Every year on New Year’s Day, I read through my journal entries from the past year. I’m an avid journaler, and have been since the age of 6, when my best friend and I started matching diaries with pink-tutued kittens on the cover. Over the years, I’ve journaled just for posterity, to make sure I don’t forget the wonderful events that have happened to me, recording them just as they happen. But I’ve also journaled to vent, to process, to think through something. And I journal so that I can look for patterns, trends, and changes over time. So when I look through a whole year on New Year’s Eve, I often find hidden blessings that I’ve never noticed, or realized that something I thought had been my opinion and state for months was really only a few weeks. It’s always an exciting process, a kind of grounding, a realization of how blessed I am and how much I’ve grown over the years.
Then, I think about what I want for the coming year–how I want to improve upon my habits, my attitudes, priorities that I’ve let slip away. I try to come up with a few doable, mostly abstract resolutions. A friend of mine thinks of a theme for her year, and I’ve tried that, too. It’s hard for me to come up with a one-word answer. And every year, I resolve to stop biting my nails. (This year, I’ve kind of given up).
But in all of this reflecting, and all of this thinking ahead, one theme has particularly dominated my thoughts: the great leap into The Real World after graduation; the great unanswered question of next year. What city streets willI be wandering? What might my community of friends look like? What will I be doing with my 9 to 5 hours? Where in the world will I be for next New Year’s Eve? I’ve wandered the Internet finding institution after institution that piques my interest, pictured myself at each one, and the Excel spreadsheet of places and dates and requirements grows longer and longer. Where will I be? I can feel myself orienting my time now, my daydreaming energy, my goals, around answering that one pervasive question.
And then I went to coffee with a friend, a first year just beginning at UVa, with all the wonderful choices, new friendships, late nights, and exciting moments of four years ahead of her, and she asked me about my time at UVa–what was my biggest regret? What was the best thing of my four years there? How did I choose which organizations to be a part of? What would I do differently? What did I love about UVa?
For a moment, I felt a bit at a loss for words–unusual enough for me. I’d been reflecting on the past two semesters, sure, but suddenly I was remembering first year, a year full of new faces and wild adventures and ragged exhaustion, of learning who I was all over again. I remembered late nights in the muggy dorm rooms and basements of Bonnycastle or Emmett or Dabney or Kent, rooms ringed with new faces and playing games until midnight, or the gentle strum of a guitar and sweet violin.

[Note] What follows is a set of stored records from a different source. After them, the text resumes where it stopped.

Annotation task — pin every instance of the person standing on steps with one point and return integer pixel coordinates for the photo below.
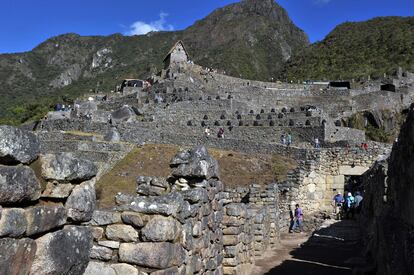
(358, 202)
(298, 219)
(338, 200)
(283, 139)
(350, 204)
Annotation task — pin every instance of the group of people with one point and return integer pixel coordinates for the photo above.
(347, 206)
(220, 133)
(286, 139)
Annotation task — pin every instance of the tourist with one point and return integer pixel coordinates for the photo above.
(220, 133)
(358, 202)
(338, 201)
(283, 139)
(298, 219)
(289, 139)
(317, 145)
(207, 132)
(349, 204)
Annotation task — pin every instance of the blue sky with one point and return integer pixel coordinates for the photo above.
(26, 23)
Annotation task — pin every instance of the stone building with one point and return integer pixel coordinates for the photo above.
(177, 54)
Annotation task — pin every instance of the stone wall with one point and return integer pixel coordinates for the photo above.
(387, 219)
(42, 203)
(250, 225)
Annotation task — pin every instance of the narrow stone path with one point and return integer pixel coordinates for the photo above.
(333, 249)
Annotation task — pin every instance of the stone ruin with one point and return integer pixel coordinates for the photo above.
(190, 222)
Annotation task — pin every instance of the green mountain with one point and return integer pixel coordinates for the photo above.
(356, 50)
(252, 39)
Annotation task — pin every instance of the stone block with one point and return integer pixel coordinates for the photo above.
(121, 232)
(81, 202)
(57, 190)
(18, 184)
(66, 167)
(63, 252)
(16, 256)
(160, 229)
(100, 253)
(13, 222)
(43, 218)
(125, 269)
(352, 170)
(99, 268)
(137, 220)
(236, 209)
(109, 244)
(156, 255)
(104, 217)
(17, 146)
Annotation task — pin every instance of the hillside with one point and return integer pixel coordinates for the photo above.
(355, 50)
(251, 39)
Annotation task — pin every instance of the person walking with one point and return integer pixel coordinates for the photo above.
(220, 133)
(338, 201)
(350, 204)
(298, 219)
(358, 202)
(317, 144)
(283, 139)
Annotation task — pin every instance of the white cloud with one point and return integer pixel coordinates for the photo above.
(140, 27)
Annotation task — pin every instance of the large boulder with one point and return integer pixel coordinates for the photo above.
(43, 218)
(18, 184)
(123, 114)
(66, 167)
(161, 229)
(81, 202)
(16, 256)
(168, 205)
(195, 163)
(13, 222)
(63, 252)
(112, 135)
(155, 255)
(17, 146)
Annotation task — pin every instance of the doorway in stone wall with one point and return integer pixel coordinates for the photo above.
(353, 183)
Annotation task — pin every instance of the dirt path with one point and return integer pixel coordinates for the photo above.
(334, 249)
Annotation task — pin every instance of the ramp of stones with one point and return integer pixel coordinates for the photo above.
(333, 249)
(85, 146)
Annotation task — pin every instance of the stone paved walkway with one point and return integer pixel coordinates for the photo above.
(333, 249)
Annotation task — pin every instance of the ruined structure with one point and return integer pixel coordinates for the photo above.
(388, 221)
(191, 222)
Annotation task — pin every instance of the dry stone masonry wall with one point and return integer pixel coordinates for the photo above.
(388, 219)
(40, 211)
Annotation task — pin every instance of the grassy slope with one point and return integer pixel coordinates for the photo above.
(236, 169)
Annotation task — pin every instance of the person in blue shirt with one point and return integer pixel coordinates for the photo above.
(350, 205)
(338, 201)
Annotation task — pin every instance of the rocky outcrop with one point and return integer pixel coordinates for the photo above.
(16, 256)
(35, 235)
(65, 167)
(81, 202)
(17, 146)
(168, 232)
(196, 163)
(63, 252)
(18, 184)
(124, 114)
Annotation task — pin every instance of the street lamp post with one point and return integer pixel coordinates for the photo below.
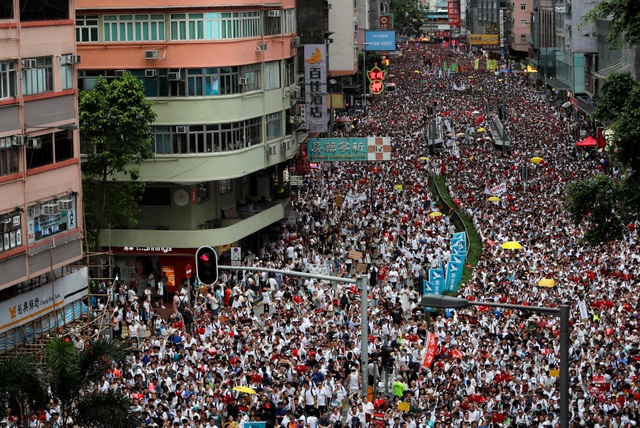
(364, 77)
(439, 301)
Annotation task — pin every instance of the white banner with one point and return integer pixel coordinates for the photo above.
(352, 198)
(315, 76)
(33, 304)
(583, 309)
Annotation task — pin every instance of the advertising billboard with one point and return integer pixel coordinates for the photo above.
(380, 40)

I was remembering second year in an echoing giant white house stuffed with fifteen girls and too many desserts, a semester rushing PSP and the gleeful sensation of a hundred new friends, road trips and giant sleepovers where I scavenged for a space on the floor. I remembered classes I couldn’t stop talking about, U Singers concerts with the full orchestra and a packed Old Cabell Hall, snow days and late breakfasts with friends.
In my big picture goals and resolutions, I’d neatly leapfrogged over the fact that in just two weeks, I am entering the culminating weeks of four years. Not that reflection or creating yearly goals are bad practices, by any means. I just happened to let The Future cloud what was right in front of me.

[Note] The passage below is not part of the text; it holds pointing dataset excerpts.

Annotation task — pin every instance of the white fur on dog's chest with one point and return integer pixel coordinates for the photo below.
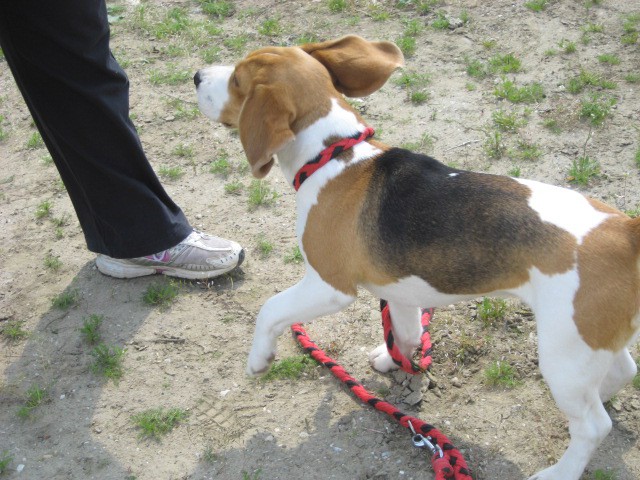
(564, 208)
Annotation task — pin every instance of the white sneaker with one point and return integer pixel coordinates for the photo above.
(197, 256)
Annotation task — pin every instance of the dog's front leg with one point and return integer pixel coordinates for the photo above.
(312, 297)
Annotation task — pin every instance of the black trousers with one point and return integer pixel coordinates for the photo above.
(58, 52)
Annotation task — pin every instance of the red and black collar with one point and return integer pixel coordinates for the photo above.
(329, 154)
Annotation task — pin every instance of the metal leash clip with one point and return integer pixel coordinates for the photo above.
(420, 441)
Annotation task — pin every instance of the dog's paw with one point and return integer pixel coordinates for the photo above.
(381, 360)
(546, 474)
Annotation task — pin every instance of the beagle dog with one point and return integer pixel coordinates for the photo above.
(418, 233)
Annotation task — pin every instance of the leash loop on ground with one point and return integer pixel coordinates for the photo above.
(446, 460)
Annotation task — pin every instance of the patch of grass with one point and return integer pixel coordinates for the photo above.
(210, 54)
(66, 300)
(593, 28)
(337, 6)
(583, 169)
(160, 294)
(183, 110)
(295, 256)
(418, 98)
(407, 45)
(537, 5)
(412, 27)
(507, 63)
(261, 194)
(602, 475)
(43, 209)
(47, 159)
(630, 28)
(5, 460)
(632, 78)
(184, 151)
(588, 79)
(157, 422)
(251, 476)
(441, 21)
(233, 188)
(107, 361)
(291, 368)
(3, 133)
(378, 13)
(265, 247)
(476, 68)
(424, 144)
(527, 151)
(493, 145)
(508, 90)
(13, 331)
(90, 326)
(491, 310)
(414, 84)
(35, 141)
(501, 374)
(174, 75)
(270, 27)
(507, 121)
(552, 125)
(221, 166)
(596, 108)
(237, 43)
(51, 262)
(514, 171)
(34, 397)
(175, 21)
(567, 46)
(217, 8)
(170, 173)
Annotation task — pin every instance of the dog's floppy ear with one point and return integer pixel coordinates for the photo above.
(265, 127)
(358, 67)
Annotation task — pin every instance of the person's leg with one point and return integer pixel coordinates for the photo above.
(58, 52)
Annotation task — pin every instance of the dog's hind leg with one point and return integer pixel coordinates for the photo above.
(574, 373)
(309, 299)
(621, 372)
(407, 330)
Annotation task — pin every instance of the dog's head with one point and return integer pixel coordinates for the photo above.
(275, 92)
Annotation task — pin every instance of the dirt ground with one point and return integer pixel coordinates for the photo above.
(192, 354)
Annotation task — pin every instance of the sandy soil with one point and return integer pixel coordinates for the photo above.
(192, 354)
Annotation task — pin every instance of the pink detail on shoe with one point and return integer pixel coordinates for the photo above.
(163, 257)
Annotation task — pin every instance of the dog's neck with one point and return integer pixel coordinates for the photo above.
(341, 122)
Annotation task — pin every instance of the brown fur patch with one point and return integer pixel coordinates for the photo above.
(331, 240)
(462, 232)
(609, 295)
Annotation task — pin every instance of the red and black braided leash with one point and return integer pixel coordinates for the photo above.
(329, 154)
(447, 461)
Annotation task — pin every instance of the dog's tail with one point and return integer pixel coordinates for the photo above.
(634, 225)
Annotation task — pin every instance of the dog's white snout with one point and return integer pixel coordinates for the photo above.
(212, 89)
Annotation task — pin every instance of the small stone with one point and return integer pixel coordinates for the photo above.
(413, 399)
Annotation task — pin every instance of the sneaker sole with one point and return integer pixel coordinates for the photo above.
(115, 268)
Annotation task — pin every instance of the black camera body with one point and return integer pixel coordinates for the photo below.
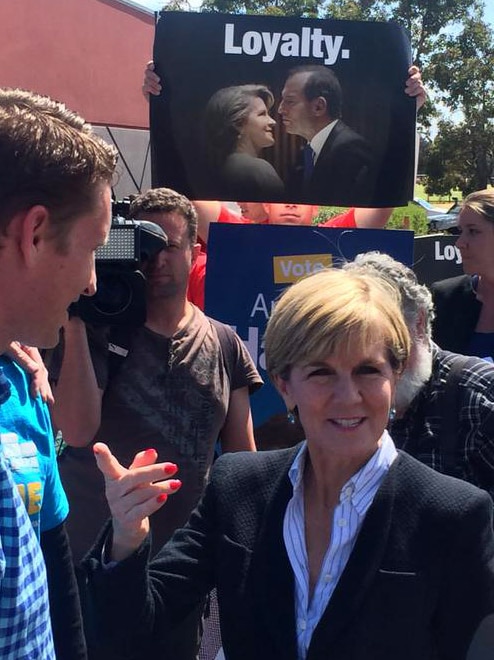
(120, 298)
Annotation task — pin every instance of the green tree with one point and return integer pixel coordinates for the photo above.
(463, 75)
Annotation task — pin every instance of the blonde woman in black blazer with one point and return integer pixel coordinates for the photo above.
(339, 548)
(465, 304)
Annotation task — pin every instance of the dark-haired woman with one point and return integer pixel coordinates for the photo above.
(238, 128)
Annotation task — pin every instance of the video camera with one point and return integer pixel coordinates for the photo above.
(120, 298)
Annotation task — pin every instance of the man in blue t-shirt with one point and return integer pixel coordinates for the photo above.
(55, 210)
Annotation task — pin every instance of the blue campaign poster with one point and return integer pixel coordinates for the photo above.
(250, 265)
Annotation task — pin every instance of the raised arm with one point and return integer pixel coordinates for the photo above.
(237, 433)
(30, 360)
(77, 408)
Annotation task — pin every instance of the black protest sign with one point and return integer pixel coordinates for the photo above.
(436, 257)
(233, 119)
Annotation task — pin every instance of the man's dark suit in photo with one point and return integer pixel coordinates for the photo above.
(337, 165)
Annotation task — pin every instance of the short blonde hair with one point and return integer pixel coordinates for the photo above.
(481, 202)
(330, 311)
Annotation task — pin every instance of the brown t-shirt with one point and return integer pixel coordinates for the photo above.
(171, 394)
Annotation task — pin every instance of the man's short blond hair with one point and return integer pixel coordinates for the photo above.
(49, 156)
(481, 202)
(330, 311)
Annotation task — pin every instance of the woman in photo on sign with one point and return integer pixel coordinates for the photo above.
(341, 547)
(238, 127)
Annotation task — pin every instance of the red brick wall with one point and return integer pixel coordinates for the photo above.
(88, 53)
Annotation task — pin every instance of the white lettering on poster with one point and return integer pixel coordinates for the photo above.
(297, 269)
(311, 42)
(449, 253)
(261, 306)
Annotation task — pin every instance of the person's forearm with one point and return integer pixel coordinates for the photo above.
(77, 409)
(207, 212)
(237, 433)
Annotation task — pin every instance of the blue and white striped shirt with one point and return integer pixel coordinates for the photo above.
(356, 496)
(25, 627)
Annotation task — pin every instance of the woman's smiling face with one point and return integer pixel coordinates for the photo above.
(257, 130)
(344, 400)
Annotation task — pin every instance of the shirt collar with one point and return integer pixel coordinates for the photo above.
(317, 142)
(375, 469)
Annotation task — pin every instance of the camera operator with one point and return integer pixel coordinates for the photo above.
(184, 382)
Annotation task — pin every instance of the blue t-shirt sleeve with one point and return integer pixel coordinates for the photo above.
(55, 506)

So, in addition to my year-long resolutions, my goal for the spring semester is to savor every moment: to let them simmer and their flavors sink into my skin, to say yes to late nights and coffee dates and friends and last-minute donut runs with my donut-loving roommate. I want to savor the lectures I have the privilege to hear instead of
distracting myself on my computer; I want to open myself wide to new friends and new ideas and new ways of doing things. I want to have more people over for dinner, for breakfast, for tea. I want to try the restaurants I’ve always wanted to, to visit the wineries I never made it to and hike the peaks I meant to. I want to live with two feet planted firmly in the present, knowing that I can’t wish the future any closer, but I can wish away the present if I’m not careful.